Разбитые губы Марины скривились в презрительную усмешку.
– Мутанта в реке поймайте. У него как раз двенадцать щупалец со ртами, может, на всех вас, импотентов, хватит!
– Вот молодец! – Хохол за перегородкой рассмеялся.
– Ах ты, стерва! – вскинулся Савченко.
Алексеевой перепало еще несколько ударов тяжелыми коваными ботинками, прежде чем ее выволокли под руки из клетки.
Из соседней камеры выглянул любопытный Хохол. Вгляделся в свете фонаря в лицо девушки. И узнал ее – постаревшую, избитую. Мужчина скрипнул зубами, отполз в темный угол и сел там, уткнувшись головой в колени. Ему вдруг расхотелось умирать…
Марину отправили назад в камеру ближе к вечеру. Женщина не могла идти сама, ее тащили волоком через всю станцию. Угасающий разум выхватывал детали, мелкие незначительные подробности. На станции в два ряда стояли палатки, на краю платформы горел большой костер, куда население ближе к вечеру подтягивалось с чайниками и кастрюлями. На станции пахло дымом и грязью, запах немытых тел смешивался с миазмами уборной и затхло-могильным духом грибов. Освещение, алое, давящее на зрение и на психику, было куда более тусклым, чем в родном бункере. Бегали чумазые дети. У края платформы приезжие челноки разложили свой нехитрый товар – потрепанные книги, заношенную одежду, бутылки с непонятной мутной жидкостью, видимо, с самогоном. Пакеты с коричневым порошком. «Чай, лучший чай с ВДНХ!» – зазывал торговец в грязной куртке.

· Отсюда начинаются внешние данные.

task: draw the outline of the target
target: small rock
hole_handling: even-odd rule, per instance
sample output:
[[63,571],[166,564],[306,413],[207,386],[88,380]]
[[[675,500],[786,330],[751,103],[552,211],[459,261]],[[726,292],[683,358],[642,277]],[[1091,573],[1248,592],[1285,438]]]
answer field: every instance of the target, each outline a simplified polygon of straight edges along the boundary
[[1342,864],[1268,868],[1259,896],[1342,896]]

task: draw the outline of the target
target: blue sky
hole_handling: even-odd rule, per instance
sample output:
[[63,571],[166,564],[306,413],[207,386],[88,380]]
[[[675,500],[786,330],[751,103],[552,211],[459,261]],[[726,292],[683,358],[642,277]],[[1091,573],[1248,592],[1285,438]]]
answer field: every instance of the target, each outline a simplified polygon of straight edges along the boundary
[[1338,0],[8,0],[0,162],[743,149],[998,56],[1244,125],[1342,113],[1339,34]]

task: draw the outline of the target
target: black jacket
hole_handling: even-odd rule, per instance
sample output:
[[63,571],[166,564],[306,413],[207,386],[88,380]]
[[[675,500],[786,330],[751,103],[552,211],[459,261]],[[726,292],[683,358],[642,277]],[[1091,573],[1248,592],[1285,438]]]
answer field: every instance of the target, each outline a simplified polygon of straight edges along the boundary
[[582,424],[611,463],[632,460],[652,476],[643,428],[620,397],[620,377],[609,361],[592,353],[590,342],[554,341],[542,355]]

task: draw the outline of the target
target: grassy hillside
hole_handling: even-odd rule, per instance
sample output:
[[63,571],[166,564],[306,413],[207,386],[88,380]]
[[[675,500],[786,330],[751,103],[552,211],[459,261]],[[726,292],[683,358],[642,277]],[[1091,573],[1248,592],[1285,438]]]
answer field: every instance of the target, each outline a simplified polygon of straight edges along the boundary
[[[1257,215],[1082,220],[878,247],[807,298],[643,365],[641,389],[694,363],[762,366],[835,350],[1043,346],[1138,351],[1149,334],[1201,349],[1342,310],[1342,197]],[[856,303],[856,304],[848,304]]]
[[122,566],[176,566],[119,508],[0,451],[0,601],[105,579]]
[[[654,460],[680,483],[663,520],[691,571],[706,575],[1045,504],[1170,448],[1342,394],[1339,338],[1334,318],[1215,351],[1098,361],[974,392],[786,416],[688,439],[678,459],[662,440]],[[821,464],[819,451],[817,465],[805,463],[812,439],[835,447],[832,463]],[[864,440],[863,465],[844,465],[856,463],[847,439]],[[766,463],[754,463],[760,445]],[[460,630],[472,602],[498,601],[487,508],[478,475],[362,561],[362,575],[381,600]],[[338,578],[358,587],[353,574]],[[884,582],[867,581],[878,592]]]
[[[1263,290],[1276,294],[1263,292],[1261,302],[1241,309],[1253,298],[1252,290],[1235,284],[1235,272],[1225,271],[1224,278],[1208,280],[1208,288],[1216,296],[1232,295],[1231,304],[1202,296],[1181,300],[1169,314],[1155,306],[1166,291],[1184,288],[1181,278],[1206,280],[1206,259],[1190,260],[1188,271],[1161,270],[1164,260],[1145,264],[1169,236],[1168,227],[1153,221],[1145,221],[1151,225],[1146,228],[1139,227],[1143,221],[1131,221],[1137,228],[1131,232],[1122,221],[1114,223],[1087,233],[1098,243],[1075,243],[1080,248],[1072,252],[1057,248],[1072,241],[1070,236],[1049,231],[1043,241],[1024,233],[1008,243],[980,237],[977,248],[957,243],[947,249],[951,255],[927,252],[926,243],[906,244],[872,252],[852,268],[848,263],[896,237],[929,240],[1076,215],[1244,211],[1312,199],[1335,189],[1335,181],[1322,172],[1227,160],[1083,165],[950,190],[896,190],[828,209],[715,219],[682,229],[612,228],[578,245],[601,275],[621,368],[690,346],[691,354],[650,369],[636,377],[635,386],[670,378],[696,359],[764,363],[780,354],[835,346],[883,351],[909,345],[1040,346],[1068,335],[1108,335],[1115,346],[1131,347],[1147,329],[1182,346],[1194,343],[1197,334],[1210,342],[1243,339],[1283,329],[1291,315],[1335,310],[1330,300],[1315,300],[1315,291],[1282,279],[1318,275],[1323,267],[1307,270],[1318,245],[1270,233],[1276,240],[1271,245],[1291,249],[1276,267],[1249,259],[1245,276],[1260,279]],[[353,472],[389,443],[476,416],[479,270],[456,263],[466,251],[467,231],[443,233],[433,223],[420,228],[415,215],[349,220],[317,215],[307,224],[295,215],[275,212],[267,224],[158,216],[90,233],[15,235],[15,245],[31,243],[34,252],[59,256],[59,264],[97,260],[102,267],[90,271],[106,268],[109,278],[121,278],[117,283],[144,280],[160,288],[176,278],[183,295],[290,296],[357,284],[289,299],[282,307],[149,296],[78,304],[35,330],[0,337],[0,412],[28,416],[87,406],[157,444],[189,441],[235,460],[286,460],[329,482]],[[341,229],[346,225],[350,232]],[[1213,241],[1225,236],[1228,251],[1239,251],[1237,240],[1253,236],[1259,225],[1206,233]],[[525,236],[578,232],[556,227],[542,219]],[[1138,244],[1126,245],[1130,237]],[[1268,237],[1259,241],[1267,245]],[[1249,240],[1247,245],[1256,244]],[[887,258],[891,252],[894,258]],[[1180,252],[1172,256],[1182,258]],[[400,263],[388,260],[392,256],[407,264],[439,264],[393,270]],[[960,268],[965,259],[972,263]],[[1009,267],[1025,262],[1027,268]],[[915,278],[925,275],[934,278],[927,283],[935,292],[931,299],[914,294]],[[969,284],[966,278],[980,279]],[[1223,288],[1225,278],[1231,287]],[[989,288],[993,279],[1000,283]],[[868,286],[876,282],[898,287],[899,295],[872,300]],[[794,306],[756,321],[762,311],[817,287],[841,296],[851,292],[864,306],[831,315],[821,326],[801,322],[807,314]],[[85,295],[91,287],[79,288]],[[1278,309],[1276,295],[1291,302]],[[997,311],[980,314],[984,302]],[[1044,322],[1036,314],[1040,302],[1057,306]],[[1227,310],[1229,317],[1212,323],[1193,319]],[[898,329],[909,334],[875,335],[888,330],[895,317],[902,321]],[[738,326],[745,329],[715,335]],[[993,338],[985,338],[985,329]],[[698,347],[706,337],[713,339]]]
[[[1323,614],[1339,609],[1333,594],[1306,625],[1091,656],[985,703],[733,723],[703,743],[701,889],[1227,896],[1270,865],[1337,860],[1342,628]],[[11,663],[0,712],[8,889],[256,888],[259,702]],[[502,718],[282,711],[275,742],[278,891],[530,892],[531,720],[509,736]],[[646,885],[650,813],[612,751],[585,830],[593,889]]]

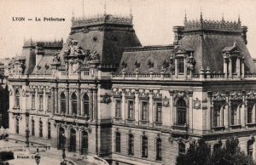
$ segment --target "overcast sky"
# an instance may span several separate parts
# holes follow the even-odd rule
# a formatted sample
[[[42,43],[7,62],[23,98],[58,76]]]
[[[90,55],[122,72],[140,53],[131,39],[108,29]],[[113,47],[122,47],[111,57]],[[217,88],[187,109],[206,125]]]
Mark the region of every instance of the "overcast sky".
[[[83,16],[83,0],[0,0],[0,58],[20,55],[25,39],[55,40],[68,37],[71,17]],[[236,20],[240,14],[242,26],[248,26],[247,41],[251,55],[256,58],[255,0],[84,0],[85,16],[104,13],[130,14],[131,4],[133,24],[143,45],[171,44],[172,26],[183,26],[185,10],[188,20],[200,17],[218,20],[224,14],[227,20]],[[25,17],[25,21],[13,21],[13,17]],[[65,18],[64,22],[28,21],[28,18]]]

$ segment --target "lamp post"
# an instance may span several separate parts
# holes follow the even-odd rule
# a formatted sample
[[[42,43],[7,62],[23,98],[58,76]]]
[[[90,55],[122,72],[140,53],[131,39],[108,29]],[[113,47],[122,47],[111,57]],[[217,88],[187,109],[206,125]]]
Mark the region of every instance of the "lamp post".
[[[36,161],[37,165],[39,164],[40,159],[41,159],[41,156],[39,156],[39,150],[38,150],[38,148],[37,148],[37,154],[35,156],[35,161]]]
[[[26,124],[26,147],[29,147],[29,128],[28,128],[28,125]]]
[[[62,161],[61,162],[61,165],[67,165],[67,161],[66,160],[66,154],[65,154],[66,137],[64,134],[62,134],[61,139],[61,146],[62,146]]]

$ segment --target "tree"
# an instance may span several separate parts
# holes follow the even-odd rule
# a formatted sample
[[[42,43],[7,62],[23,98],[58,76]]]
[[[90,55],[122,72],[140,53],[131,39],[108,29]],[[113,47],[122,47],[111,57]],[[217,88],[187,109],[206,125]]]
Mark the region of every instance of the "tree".
[[[176,158],[176,165],[254,165],[253,158],[241,151],[237,138],[230,138],[223,145],[219,141],[211,146],[204,139],[191,142],[185,154]]]

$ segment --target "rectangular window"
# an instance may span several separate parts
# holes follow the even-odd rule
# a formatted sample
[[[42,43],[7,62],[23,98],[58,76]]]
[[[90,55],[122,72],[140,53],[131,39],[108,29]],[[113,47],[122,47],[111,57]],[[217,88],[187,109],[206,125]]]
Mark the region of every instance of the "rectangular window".
[[[51,138],[50,134],[50,122],[48,122],[48,139]]]
[[[213,111],[213,126],[220,126],[220,109],[221,105],[214,105],[214,111]]]
[[[155,107],[155,122],[162,122],[162,103],[156,103]]]
[[[148,157],[148,138],[146,136],[143,137],[143,157]]]
[[[177,58],[177,71],[178,73],[184,73],[184,58]]]
[[[50,100],[50,95],[48,95],[47,97],[47,110],[51,110],[50,105],[51,105],[51,100]]]
[[[134,117],[134,109],[133,109],[133,101],[128,101],[128,119],[133,119]]]
[[[35,99],[36,97],[35,97],[35,94],[32,94],[31,95],[31,108],[32,109],[35,109],[36,108],[36,104],[35,104],[35,100],[36,100],[36,99]]]
[[[148,121],[148,102],[142,102],[142,120]]]
[[[236,125],[237,124],[237,106],[238,105],[236,104],[232,104],[231,105],[231,125]]]
[[[43,95],[38,95],[38,109],[43,110]]]
[[[43,137],[43,122],[39,122],[39,136]]]
[[[121,101],[116,100],[115,102],[115,117],[121,118]]]

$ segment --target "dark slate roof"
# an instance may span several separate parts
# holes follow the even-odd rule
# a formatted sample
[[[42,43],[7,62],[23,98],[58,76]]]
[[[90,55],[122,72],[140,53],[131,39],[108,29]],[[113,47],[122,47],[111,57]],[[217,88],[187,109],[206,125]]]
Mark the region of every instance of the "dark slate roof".
[[[64,51],[71,39],[77,40],[78,46],[81,47],[84,52],[90,50],[99,54],[102,64],[119,64],[124,48],[142,46],[134,31],[131,30],[132,26],[126,28],[120,25],[118,27],[113,26],[111,30],[102,30],[100,27],[104,25],[96,25],[99,28],[94,27],[88,32],[77,31],[71,33],[59,54],[61,63],[64,63]]]
[[[182,38],[181,45],[195,50],[195,72],[198,73],[201,67],[207,69],[207,66],[209,66],[211,72],[223,72],[222,50],[225,47],[231,47],[235,41],[245,58],[246,71],[255,71],[253,59],[243,39],[239,35],[205,33],[203,37],[201,37],[196,34],[187,34]]]
[[[51,55],[45,55],[43,56],[43,58],[41,59],[41,60],[38,62],[38,66],[39,67],[34,67],[33,71],[32,74],[36,74],[37,71],[38,71],[38,74],[47,74],[49,75],[52,73],[51,70],[50,70],[50,64],[52,63],[54,59],[54,56]],[[45,72],[44,72],[45,71]]]
[[[169,62],[173,48],[172,45],[125,48],[116,73],[121,74],[125,67],[126,73],[135,73],[136,63],[139,64],[137,68],[139,73],[149,73],[150,71],[160,73],[164,63]],[[149,61],[154,63],[153,67],[149,67]],[[165,72],[170,73],[169,67],[166,67]]]
[[[29,48],[23,48],[21,55],[26,57],[25,60],[25,73],[31,74],[34,69],[36,64],[36,54],[35,49],[31,49]]]

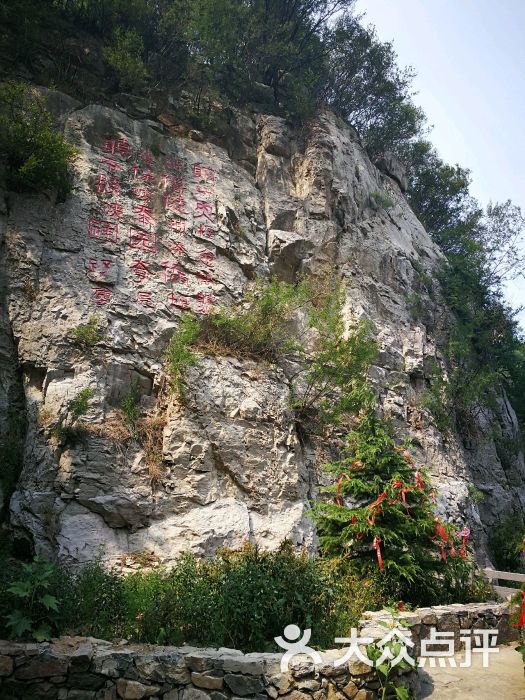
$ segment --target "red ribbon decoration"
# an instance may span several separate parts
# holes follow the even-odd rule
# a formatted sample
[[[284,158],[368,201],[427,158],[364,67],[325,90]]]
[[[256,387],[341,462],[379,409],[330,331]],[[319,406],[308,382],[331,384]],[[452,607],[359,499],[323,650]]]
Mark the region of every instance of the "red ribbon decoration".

В камере Марина ткнулась лицом в грязный земляной пол и глухо застонала, справляясь с болью и тошнотой.
Жизнь на станции медленно замирала, видимо, близился вечер. Стихли крики ребятишек, погасили основное освещение, оставив несколько ламп.
Алексеева почти провалилась в зыбкий сон, когда услышала, как ее позвали.
– Эй, эй, вы, вставайте! – Луч фонаря высветил совершенно незнакомое молодое лицо.
– Ты кто? – прошептала женщина.
– Я от Анохина, он в дежурстве в туннеле, – скороговоркой ответил юноша, протягивая Марине ее толстовку. – Давайте, вставайте, вот куртка ваша, респиратор возьмите. Бежим!
Алексеева торопливо натянула одежду. Это оказалось сложнее, чем она думала: пальцы не слушались, завести руку за спину не представлялось возможным. Наконец, она спрятала лицо под респиратором и выскользнула из-за решетки.
– Удачи! – раздался шепот из соседней «камеры». Голос прозвучал грустно, совсем не так бравурно, как утром.
Марина не нашла в себе сил обернуться и просто пошла вслед за своим спасителем.
– Я Юра, друг Митюхи, – представился паренек, когда они спрыгнули с платформы на рельсы, ведущие в туннель.
– Марина. Куда мы идем? – говорить было трудно. А идти – еще сложнее. Стены в свете фонарика расплывались и покачивались.
– На Коммунистическую. Там на отшибе, в туннеле, поселенцы с других линий живут, они гермоворота не охраняют, да и кордона на путях нет. Я вас доведу до Воробьевых гор и отправлю на поверхность, – скороговоркой ответил парень.
– Без автомата? – напряглась Марина.
– Митя даст, он ваш уже нашел. И «химзу» тоже. Только скорее, – нервно поторопил пленницу Юра.
– Зачем помогаешь? – тихо спросила Алексеева, стараясь не оступиться на скользких шпалах.
– Митя попросил, – просто ответил юноша. – Зря вас так, вы же женщина. А вас дома ждут. Никитка рассказал, как у вас там круто. Идите домой.
– Спасибо тебе, – прошептала Марина. Пожалуй, это было последнее, что она успела сказать, потому что позади загрохотали по туннелю тяжелые сапоги.
– Бегите, бегите скорее, я их задержу! – крикнул Юра.
Алексеева побежала. Сейчас было не до благородства и сантиментов. Ей казалось, что от боли тело вот-вот взорвется. Прогремел выстрел, кто-то вскрикнул и упал. А спустя мгновение Марина споткнулась о шпалы и полетела на пол, разбивая в кровь ладони и колени. Потеряла несколько драгоценных секунд. И не успела. А потом снова была темнота и привкус крови на губах.